In 2008, Ohio lawmakers passed an energy efficiency standards law with the goal of reducing energy use by 22 percent by 2025. After four years of lobbying against the law, in November 2012, FirstEnergy temporarily suspended its "behind-the-scene lobbying campaign" to persuade lawmakers to gut the energy efficiency law. However, two years later the company supported
the 2014 Ohio Senate Bill 310 which reversed energy efficiency standards and cut their work on improving energy efficiency, despite stating the programs were cost-effective.

FirstEnergy spent over $60 million to support House Bill 6, a 2019 law that raised electricity rates to provide subsidies for their power plants. Allegations of bribery resulted in the Ohio nuclear bribery scandal. The subsidies ended in August 2025 after Ohio House Bill 15 was signed into law.

===Little Blue Run===
Several cases have been brought against FirstEnergy for its dumping of coal waste into Little Blue Run Lake in West Virginia and Pennsylvania. FirstEnergy has dumped more than 20 billion gallons of coal ash and smokestack scrubber waste into the body of water which has contaminated local water supplies with arsenic, sulfates, sodium, calcium, magnesium and chloride.
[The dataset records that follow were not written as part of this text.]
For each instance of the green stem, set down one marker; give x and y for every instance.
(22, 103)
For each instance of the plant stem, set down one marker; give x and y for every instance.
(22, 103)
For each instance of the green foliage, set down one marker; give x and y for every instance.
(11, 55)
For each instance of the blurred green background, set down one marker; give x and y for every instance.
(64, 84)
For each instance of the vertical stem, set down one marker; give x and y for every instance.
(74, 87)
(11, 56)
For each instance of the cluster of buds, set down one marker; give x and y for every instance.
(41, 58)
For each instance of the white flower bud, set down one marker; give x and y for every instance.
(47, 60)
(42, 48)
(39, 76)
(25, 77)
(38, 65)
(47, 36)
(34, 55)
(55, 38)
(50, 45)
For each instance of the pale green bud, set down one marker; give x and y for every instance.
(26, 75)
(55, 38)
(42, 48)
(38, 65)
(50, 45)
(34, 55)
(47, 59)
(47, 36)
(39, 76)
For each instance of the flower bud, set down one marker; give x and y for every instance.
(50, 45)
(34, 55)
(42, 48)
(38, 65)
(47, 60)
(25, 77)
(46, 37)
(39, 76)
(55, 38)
A July 2012 consent decree from the Pennsylvania Department of Environmental Protection forces FirstEnergy to close the Little Blue Run Lake, which is an unlined waste impoundment in Beaver County, Pennsylvania and Hancock County, West Virginia. FirstEnergy had piped coal ash waste slurry from its Bruce Mansfield Power Plant since 1974. The reservoir at Little Blue Run is the country's largest coal ash impoundment. Pollutants including sulfates, chlorides, and arsenic have been found in groundwater nearby. Per the consent decree, FirstEnergy must stop dumping coal ash at the site by 2016, pay a penalty of $800,000, provide clean water to local residents, and monitor the environment for signs of seeps for toxic pollutants including selenium, boron and arsenic.
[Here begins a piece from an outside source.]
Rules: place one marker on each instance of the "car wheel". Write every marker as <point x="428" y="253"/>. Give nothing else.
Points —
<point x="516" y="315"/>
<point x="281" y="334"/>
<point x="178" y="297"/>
==Notable accidents and incidents==
- In 2005, the NRC identified two earlier incidents at Davis–Besse as being among the top five events (excluding the actual disaster at Three Mile Island) most likely to have resulted in a nuclear disaster in the event of a subsequent failure.
- On Friday, January 20, 2006, FirstEnergy acknowledged a cover-up of serious safety violations by former workers at the Davis–Besse Nuclear Power Station and accepted a plea bargain with the U.S. Department of Justice in lieu of possible federal criminal prosecution. The plea bargain relates to the March 2002 discovery of severe corrosion in the pressure vessel of the nuclear reactor, contained within the plant's containment building. In the agreement, the company agreed to pay fines of US$23 million, with an additional $5 million to be contributed toward research on alternative energy sources and to Habitat for Humanity, as well as to pay for costs related to the investigation. In addition, two former employees and one former contractor were indicted for purposely deceiving Nuclear Regulatory Commission inspectors in multiple documents (including one videotape) over several years, hiding evidence that boric acid was seriously corroding the reactor pressure vessel. The maximum penalty for each of the three indicted persons is 25 years in prison. The indictments also cite other employees as providing false information to inspectors, but they are not named.
- In 2011, a 20-year employee was electrocuted to death when a supervisor ordered an unsafe operation. The parent company, FirstEnergy, and Ohio Edison were sued as a result, citing an intentional tort statute relating to "the deliberate removal of a safety guard".